Ticket #868 (closed defect: fixed)

Opened 3 years ago

Last modified 3 years ago

Random whacky behaviour (memory corruption?)

Reported by: dfindlay Owned by: gb
Priority: normal Milestone:
Component: Runtime (threads, GC) Version: 1.6
Keywords: Cc:

Description

On moving a Lisp application to a newer Linux box, we get random, whacky behaviour.

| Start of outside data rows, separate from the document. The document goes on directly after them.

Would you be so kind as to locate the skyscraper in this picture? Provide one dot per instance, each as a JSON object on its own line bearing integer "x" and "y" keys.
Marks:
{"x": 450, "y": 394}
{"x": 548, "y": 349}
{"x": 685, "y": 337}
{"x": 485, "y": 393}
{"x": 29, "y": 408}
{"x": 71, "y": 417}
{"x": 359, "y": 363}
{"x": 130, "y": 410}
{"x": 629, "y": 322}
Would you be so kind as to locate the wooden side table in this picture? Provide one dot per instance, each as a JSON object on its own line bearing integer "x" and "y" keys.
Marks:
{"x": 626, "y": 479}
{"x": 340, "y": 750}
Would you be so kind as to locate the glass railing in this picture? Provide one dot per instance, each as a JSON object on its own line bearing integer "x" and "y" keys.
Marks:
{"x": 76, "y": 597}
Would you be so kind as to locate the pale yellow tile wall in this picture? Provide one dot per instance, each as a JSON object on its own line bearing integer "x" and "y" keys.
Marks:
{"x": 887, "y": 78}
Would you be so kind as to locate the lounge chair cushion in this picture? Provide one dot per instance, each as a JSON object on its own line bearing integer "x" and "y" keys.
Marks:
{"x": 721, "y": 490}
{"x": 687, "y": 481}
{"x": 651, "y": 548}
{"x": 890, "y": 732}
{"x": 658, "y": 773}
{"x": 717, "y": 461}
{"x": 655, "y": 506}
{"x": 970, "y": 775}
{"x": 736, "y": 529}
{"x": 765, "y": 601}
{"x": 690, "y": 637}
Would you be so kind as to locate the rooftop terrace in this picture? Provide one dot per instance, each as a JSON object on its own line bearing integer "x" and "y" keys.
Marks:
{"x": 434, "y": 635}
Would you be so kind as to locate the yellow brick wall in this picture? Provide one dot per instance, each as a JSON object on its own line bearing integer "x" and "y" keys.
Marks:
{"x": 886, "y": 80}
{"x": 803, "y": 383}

This is demonstrated by the following file:

=== process-test.lisp ===
(in-package :cl-user)

(defun big-sum (n)
  (let ((total n))
    (dotimes (i n total)
      (incf total i))))

(defun test ()
  (ccl:process-run-function "25" #'big-sum 250000000)
  (ccl:process-run-function "26" #'big-sum 260000000)
  (ccl:process-run-function "27" #'big-sum 270000000)
  (ccl:process-run-function "28" #'big-sum 280000000))

and session transcript:

$ uname -a
Linux startle 2.6.32-30-generic #59-Ubuntu SMP Tue Mar 1 21:30:21 UTC 2011 i686 GNU/Linux
$ ccl
Welcome to Clozure Common Lisp Version 1.6  (LinuxX8632)!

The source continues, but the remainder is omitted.